“Around that time, I’d taken on distribution of Dynaudio Acoustics,” he says. “The Hit Factory called me because they had a pair of M1s but when they moved locations the rooms were really different and they weren’t getting any low frequency, so they asked me to fix them. I called Andy Munro (Dynaudio Acoustics founder) and said The Hit Factory has a problem, can you come over and help me? He came over and it was an experience because Ed Germano (Hit Factory owner) was an intense guy. I walked in the lobby and there were plaques for all these amazing artists, and I was so excited I was coming to help them. But they weren’t happy with the fact the speakers weren’t living up to what they had when they bought them, so there was a moment where it was like, ‘you fix these or else…’ That was a family you didn't want to mess with.

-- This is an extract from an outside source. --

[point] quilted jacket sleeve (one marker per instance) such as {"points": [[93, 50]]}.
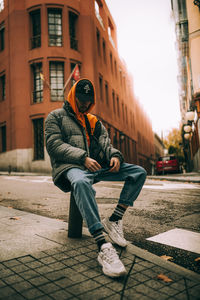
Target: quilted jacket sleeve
{"points": [[106, 145], [57, 149]]}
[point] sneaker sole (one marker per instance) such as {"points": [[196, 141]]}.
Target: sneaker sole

“We found it was a positioning issue, so we moved the speakers and solved the problem. From this initially tense moment they asked us to outfit another studio. And it was nerve-racking, but it worked out and we built a lifelong relationship. Those experiences form who you are and tested me in what I would do for my clients, and the answer is anything.”

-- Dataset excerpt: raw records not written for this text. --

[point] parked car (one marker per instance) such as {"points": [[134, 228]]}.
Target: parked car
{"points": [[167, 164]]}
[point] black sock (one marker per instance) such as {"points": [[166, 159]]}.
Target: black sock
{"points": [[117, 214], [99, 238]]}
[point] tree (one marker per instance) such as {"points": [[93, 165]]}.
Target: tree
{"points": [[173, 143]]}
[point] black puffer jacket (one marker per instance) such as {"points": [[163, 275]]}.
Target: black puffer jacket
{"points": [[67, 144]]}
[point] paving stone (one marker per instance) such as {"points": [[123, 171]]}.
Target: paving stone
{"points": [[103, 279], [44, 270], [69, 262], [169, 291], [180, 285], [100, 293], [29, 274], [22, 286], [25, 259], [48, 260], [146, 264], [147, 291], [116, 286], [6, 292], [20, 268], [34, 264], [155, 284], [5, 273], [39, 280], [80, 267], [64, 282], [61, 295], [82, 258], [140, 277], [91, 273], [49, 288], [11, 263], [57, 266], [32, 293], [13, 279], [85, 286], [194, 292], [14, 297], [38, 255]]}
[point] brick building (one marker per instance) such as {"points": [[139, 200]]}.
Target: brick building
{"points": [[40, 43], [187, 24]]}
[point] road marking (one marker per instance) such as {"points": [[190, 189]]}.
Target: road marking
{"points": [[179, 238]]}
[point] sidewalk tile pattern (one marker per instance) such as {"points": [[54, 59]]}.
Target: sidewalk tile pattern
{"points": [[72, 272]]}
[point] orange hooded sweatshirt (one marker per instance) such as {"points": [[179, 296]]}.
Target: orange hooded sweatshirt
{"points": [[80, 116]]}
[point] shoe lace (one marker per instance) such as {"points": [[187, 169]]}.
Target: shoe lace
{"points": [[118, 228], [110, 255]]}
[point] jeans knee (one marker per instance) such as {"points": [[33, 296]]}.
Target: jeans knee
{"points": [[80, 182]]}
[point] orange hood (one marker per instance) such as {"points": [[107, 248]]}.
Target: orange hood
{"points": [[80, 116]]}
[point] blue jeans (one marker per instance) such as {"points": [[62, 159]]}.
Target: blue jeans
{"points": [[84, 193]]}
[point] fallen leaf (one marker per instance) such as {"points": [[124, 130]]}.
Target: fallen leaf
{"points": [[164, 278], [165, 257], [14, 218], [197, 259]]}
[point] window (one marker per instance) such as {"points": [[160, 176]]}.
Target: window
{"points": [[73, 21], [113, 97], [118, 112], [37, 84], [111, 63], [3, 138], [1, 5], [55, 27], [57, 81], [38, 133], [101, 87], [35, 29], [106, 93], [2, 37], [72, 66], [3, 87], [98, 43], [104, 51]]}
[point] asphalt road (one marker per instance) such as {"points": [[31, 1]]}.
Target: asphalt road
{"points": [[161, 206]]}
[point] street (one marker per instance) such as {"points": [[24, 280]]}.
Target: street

That willingness to go the proverbial – and often literal – extra mile for his clients opened the door to some truly unique opportunities.
“We’ve done some interesting jobs,” he smiles. “We did a job for Rockstar Games when they were making Grand Theft Auto 5, the Dr Dre version. I got a call from DJ Pooh who I knew through doing Snoop’s studio, and he’s partly behind GTA. He called me and said they were filming at a motion capture studio with Dre and Anderson .Paak. Originally they were going to just have tables where the consoles would have been, but he asked if I could get an SSL over there, a pair of Augspurgers, Pro Tools, and make it run so that when Dre comes in it feels like he’s in the studio. So, we had a working studio within 24 hours to film the animation of Dre. When you see him at the console his movements are real. Anderson .Paak was at a drum set; they were in those motion capture suits… Dre was shocked. He has a pair of our speakers in his studio and it made those moments in the game feel real.

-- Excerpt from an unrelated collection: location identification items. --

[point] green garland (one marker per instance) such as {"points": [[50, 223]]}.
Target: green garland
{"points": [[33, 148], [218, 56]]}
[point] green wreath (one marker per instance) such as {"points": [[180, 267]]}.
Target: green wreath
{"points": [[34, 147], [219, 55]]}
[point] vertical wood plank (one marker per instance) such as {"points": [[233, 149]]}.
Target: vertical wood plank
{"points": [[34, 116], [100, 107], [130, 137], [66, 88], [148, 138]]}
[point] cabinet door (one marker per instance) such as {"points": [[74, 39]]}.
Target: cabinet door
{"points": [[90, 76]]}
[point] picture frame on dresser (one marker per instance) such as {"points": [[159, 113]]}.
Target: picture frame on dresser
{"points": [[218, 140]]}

“Another interesting project,” he continues, “is one we just finished for Roc Nation where Jay-Z’s career is being highlighted at the Brooklyn Public Library. We recreated Baseline, the studio we created for him in 1998. I got the original Augspurger® Monitors speakers and refurbished them and the original SSL G+ console. We got those pieces back and restored them and my guys went in and installed it. I’ve seen some footage of Jay-Z walking around being blown away - he was right back in the place where it all started for him.”
They may not have known it at the time, but Malekpour and his team were about to, as he puts it, “change the game for hip-hop music”. The build of Baseline back in 1998, with its Augspurger® Monitors and SSL G+ console, would lay the foundations for the sound of a hip-hop and R&B movement that was about to dominate the mainstream.